The Morgan Lewis team representing Jefferies is led by business and finance partners R. Alec Dawson, Sharyl Orr and Robert Robison, all in New York. Other New York lawyers advising on the deal are business and finance partners Stephen Farrell and Richard Petretti and associates Sarah Grimm, Anna Tomczyk, Eleanor Tai, Eric Tajcher and Shawmir Naeem; antitrust partner Harry Robins; employee benefits partner Gary Rothstein; tax partners Kenneth Kail and Richard Zarin; and investment management partner Robert Mendelson. Securities partner David Sirignano is assisting from Washington.

Jefferies general counsel Michael Sharp is serving as in-house counsel.

Wachtell’s team is led by corporate partners Edward Herlihy and David Shapiro, along with executive compensation and benefits partner Jeannemarie O’Brien and tax partners Jodi Schwartz and Joshua Holmes, all in New York.

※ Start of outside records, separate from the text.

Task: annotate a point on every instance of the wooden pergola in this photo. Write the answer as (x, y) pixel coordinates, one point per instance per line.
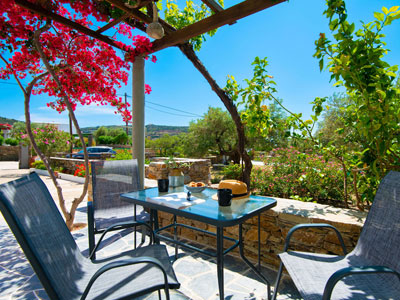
(133, 16)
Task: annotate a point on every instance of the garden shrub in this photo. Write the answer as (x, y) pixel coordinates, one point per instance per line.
(11, 142)
(304, 176)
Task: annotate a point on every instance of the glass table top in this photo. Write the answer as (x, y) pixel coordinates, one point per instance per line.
(208, 211)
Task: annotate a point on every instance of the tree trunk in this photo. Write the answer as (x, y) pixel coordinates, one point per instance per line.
(188, 51)
(69, 215)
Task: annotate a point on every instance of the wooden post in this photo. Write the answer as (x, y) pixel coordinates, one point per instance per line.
(138, 115)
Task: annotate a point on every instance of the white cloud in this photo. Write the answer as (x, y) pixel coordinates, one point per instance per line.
(87, 110)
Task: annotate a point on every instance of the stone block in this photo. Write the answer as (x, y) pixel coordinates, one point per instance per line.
(252, 235)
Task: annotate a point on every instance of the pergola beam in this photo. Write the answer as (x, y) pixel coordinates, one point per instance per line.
(45, 13)
(219, 19)
(213, 5)
(137, 14)
(113, 23)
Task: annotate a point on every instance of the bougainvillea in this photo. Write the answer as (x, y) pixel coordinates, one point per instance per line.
(49, 139)
(89, 70)
(66, 64)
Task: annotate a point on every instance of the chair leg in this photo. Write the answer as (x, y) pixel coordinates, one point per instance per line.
(92, 243)
(144, 233)
(278, 279)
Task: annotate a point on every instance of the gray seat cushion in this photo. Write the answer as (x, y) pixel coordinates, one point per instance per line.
(310, 273)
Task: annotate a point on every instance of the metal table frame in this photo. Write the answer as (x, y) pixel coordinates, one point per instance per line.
(137, 198)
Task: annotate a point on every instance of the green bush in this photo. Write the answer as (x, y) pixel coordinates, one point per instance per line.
(232, 172)
(302, 176)
(11, 142)
(105, 140)
(38, 164)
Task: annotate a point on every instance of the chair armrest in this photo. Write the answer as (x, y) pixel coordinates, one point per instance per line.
(313, 225)
(123, 225)
(339, 274)
(123, 263)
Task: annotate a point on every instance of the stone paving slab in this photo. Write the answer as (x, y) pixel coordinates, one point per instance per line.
(196, 272)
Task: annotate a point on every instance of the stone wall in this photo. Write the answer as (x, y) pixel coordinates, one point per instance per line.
(9, 153)
(199, 169)
(275, 225)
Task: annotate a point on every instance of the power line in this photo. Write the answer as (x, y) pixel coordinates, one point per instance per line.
(189, 114)
(168, 107)
(170, 113)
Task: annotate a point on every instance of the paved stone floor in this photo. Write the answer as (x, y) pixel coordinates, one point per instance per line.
(196, 272)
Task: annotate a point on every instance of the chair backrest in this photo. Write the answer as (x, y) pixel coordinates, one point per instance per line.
(39, 228)
(110, 178)
(379, 241)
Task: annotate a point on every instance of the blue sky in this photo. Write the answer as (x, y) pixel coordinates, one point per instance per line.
(284, 33)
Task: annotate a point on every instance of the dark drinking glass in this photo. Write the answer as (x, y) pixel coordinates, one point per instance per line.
(224, 197)
(163, 185)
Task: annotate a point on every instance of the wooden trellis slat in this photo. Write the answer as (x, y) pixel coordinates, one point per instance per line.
(217, 20)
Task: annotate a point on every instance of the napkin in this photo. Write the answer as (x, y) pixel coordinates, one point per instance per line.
(175, 200)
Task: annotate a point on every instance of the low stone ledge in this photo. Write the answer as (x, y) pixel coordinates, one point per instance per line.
(199, 169)
(275, 225)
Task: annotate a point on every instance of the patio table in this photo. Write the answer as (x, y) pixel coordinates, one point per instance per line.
(211, 213)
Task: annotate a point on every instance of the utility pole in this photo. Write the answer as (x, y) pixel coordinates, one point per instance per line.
(126, 122)
(70, 134)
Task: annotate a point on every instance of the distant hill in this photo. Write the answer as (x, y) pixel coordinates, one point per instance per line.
(152, 131)
(8, 121)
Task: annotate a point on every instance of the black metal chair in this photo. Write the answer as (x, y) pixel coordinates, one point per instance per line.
(370, 271)
(107, 212)
(65, 273)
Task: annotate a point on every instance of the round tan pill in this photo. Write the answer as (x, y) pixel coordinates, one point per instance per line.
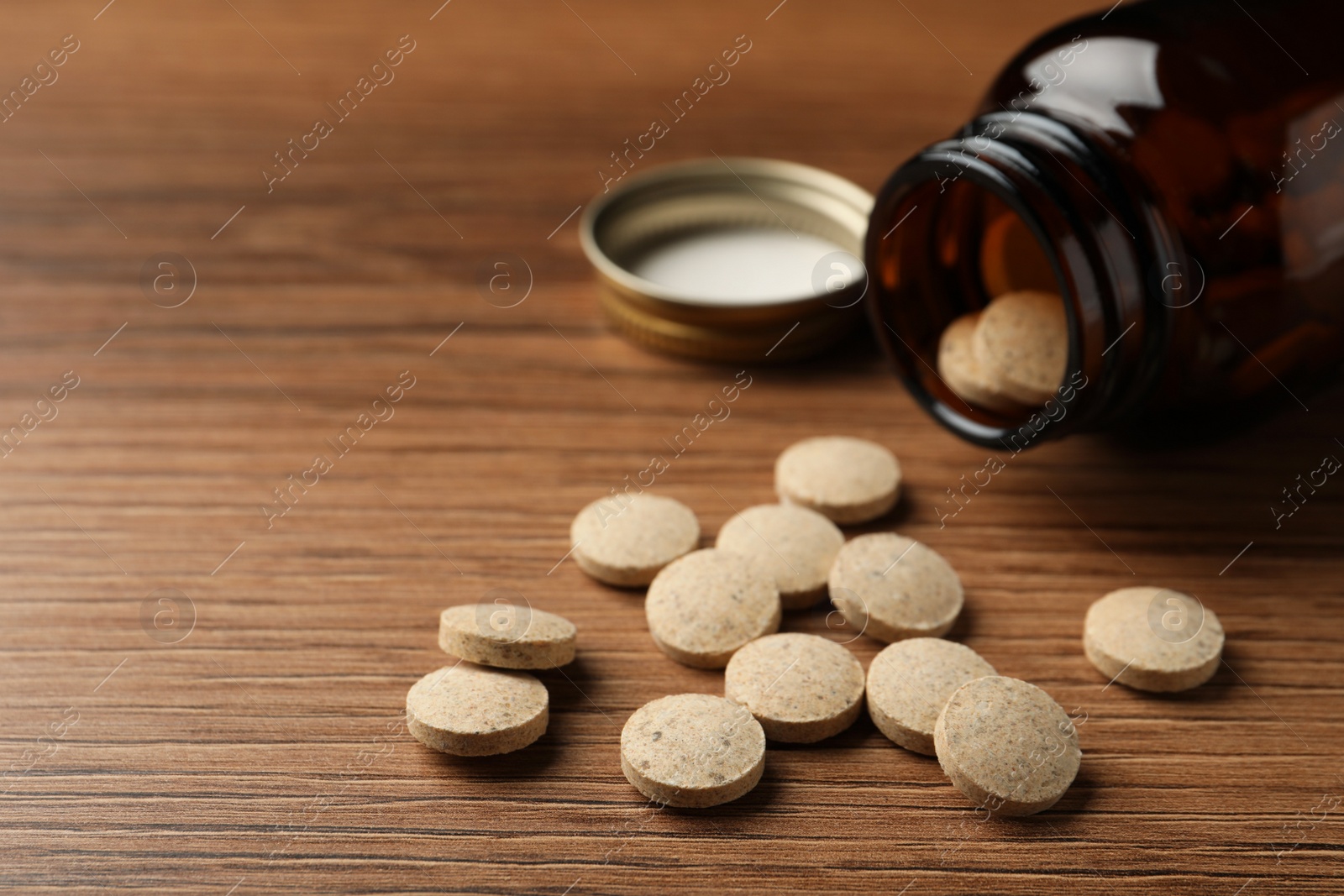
(705, 606)
(843, 479)
(472, 711)
(893, 587)
(800, 687)
(964, 375)
(507, 636)
(911, 681)
(1007, 746)
(1153, 638)
(1021, 343)
(692, 750)
(627, 540)
(796, 544)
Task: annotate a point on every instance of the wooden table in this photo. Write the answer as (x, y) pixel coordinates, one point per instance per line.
(262, 752)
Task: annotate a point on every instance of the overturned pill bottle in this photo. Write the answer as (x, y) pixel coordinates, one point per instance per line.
(1140, 230)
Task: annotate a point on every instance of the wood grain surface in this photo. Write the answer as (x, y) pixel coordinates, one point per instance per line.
(264, 752)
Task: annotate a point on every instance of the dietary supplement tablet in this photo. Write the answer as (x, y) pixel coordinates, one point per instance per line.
(1007, 746)
(507, 636)
(796, 544)
(1021, 343)
(893, 587)
(1153, 638)
(705, 606)
(472, 711)
(800, 687)
(963, 374)
(692, 750)
(911, 681)
(625, 540)
(843, 479)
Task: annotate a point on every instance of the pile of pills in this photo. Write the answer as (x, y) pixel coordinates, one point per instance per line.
(1005, 743)
(1010, 356)
(484, 705)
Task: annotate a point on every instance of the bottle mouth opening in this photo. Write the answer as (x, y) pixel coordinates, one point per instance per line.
(972, 298)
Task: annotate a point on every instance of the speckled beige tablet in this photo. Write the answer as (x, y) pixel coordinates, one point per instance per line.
(1007, 746)
(625, 540)
(472, 711)
(1021, 343)
(705, 606)
(893, 587)
(507, 636)
(911, 681)
(692, 750)
(1153, 638)
(795, 543)
(800, 687)
(963, 374)
(843, 479)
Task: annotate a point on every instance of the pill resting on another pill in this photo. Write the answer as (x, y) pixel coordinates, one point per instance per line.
(911, 681)
(472, 711)
(893, 587)
(507, 636)
(692, 750)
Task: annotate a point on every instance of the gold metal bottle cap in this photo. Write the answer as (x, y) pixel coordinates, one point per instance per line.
(730, 259)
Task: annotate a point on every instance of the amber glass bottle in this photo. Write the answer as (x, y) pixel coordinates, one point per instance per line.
(1175, 170)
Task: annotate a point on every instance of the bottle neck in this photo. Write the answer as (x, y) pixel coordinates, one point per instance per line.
(1110, 251)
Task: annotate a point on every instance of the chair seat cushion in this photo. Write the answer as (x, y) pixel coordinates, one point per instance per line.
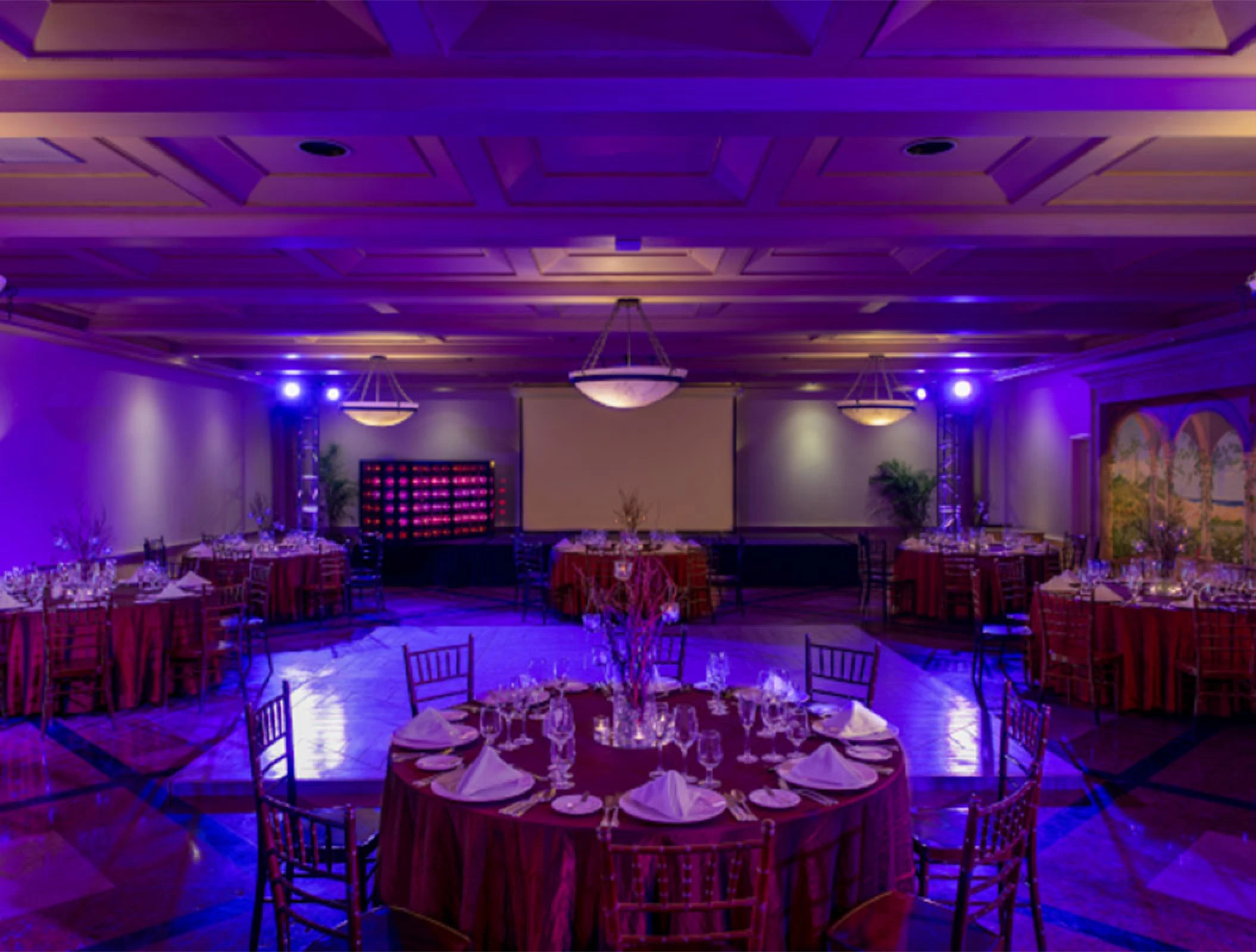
(897, 921)
(389, 928)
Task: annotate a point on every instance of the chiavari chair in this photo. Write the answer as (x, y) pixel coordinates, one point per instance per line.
(996, 837)
(299, 851)
(1000, 631)
(327, 592)
(273, 766)
(367, 573)
(647, 887)
(219, 640)
(1224, 662)
(668, 654)
(957, 569)
(725, 574)
(1069, 651)
(78, 652)
(440, 674)
(833, 671)
(696, 597)
(1021, 749)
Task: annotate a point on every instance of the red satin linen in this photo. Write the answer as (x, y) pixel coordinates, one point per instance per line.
(572, 592)
(139, 633)
(925, 569)
(535, 882)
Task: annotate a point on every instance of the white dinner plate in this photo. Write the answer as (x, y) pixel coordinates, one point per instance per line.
(864, 776)
(577, 806)
(507, 791)
(461, 734)
(888, 734)
(774, 798)
(707, 807)
(871, 754)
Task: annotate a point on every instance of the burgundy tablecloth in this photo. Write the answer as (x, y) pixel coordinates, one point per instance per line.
(139, 631)
(288, 574)
(535, 882)
(1151, 640)
(570, 574)
(925, 571)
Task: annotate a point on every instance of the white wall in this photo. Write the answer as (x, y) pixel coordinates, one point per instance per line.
(164, 451)
(802, 464)
(1033, 424)
(454, 428)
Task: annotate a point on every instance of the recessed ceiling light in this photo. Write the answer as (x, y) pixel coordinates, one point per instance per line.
(323, 149)
(930, 148)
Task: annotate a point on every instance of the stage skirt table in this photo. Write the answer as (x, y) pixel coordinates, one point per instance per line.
(288, 574)
(139, 631)
(1152, 638)
(923, 569)
(535, 882)
(572, 571)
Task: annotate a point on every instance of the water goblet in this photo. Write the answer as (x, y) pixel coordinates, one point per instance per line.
(490, 724)
(665, 721)
(748, 706)
(686, 731)
(710, 756)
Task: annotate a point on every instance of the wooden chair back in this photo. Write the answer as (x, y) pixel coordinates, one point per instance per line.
(321, 848)
(440, 674)
(833, 671)
(269, 731)
(652, 883)
(998, 835)
(668, 654)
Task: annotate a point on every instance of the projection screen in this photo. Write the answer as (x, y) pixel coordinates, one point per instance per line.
(677, 455)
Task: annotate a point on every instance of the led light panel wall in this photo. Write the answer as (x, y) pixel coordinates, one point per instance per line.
(416, 502)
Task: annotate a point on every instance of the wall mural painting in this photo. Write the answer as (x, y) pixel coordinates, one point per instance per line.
(1189, 464)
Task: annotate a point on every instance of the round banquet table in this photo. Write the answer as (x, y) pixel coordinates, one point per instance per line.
(535, 882)
(923, 568)
(139, 630)
(570, 571)
(288, 574)
(1152, 637)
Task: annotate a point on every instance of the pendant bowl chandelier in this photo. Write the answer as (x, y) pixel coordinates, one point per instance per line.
(876, 400)
(629, 386)
(376, 400)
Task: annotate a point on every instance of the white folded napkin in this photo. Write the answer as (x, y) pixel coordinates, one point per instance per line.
(1063, 583)
(824, 765)
(486, 774)
(668, 796)
(429, 728)
(1105, 596)
(854, 720)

A team from Cleary Gottlieb Steen & Hamilton is advising Citigroup Global Markets in its role as financial advisor to the Jefferies transaction committee. Corporate partner Victor Lewkow and associate James Langston, both in New York, are working on the deal.

$2.9 Billion Buys Rights to Calvin Klein Brands

Fashion company PVH Corporation will buy Warnaco Group, a New York apparel firm, for $2.9 billion in a cash-and-stock deal that will bring various divisions of Calvin Klein under one corporate roof.

PVH bought the Calvin Klein brand in 2002, though Warnaco retained control over licensing rights for the brand’s jeans and underwear. The most recent deal brings Warnaco into a stable of fashion brands that includes Van Heusen and Tommy Hilfiger. The deal is expected to save PVH $100 million annually within three years, PVH said.

Warnaco shareholders will receive $51.75 in cash and .1822 PVH shares for each share they hold in Warnaco. The acquisition will leave Warnaco shareholders with a combined 10 percent stake in the expanded company.

The merger has been approved by both companies’ boards of directors but is still subject to approvals by regulators and Warnaco shareholders. PVH said it expects the deal to close early next year.

A Wachtell, Lipton, Rosen & Katz team advised PVH, while Warnaco turned to Skadden, Arps, Slate, Meagher & Flom.

Wachtell’s team is led by corporate partners Andrew Nussbaum and Gregory Ostling in New York. Other lawyers on the deal are executive compensation and benefits partner Michael Segal and associate D. Miishe Addy; corporate associates Justin Rosenberg and Daniella Genet; restructuring and finance partner Eric Rosof and associate Gregory Pessin; tax partner Jodi Schwartz and associate Michael Sabbah; and antitrust partner Ilene Knable Gotts and associate Franco Castelli, all in New York.

PVH general counsel Mark Fischer advised in-house.

Kirkland & Ellis corporate partners Stephen Fraidin and William Sorabella represent the Peter J. Solomon Company in its role as PVH’s financial adviser.

Skadden’s Alan Myers and Peter Serating, both M&A partners in New York, served as outside counsel to Warnaco in the deal.

Warnaco’s general counsel is Jay Dubiner.

Weil, Gotshal & Manges represented J.P. Morgan in its role as financial advisor to Warnaco. Corporate chair Michael Aiello advised J.P. Morgan along with associates Frank Martire and Paul Carbonelli.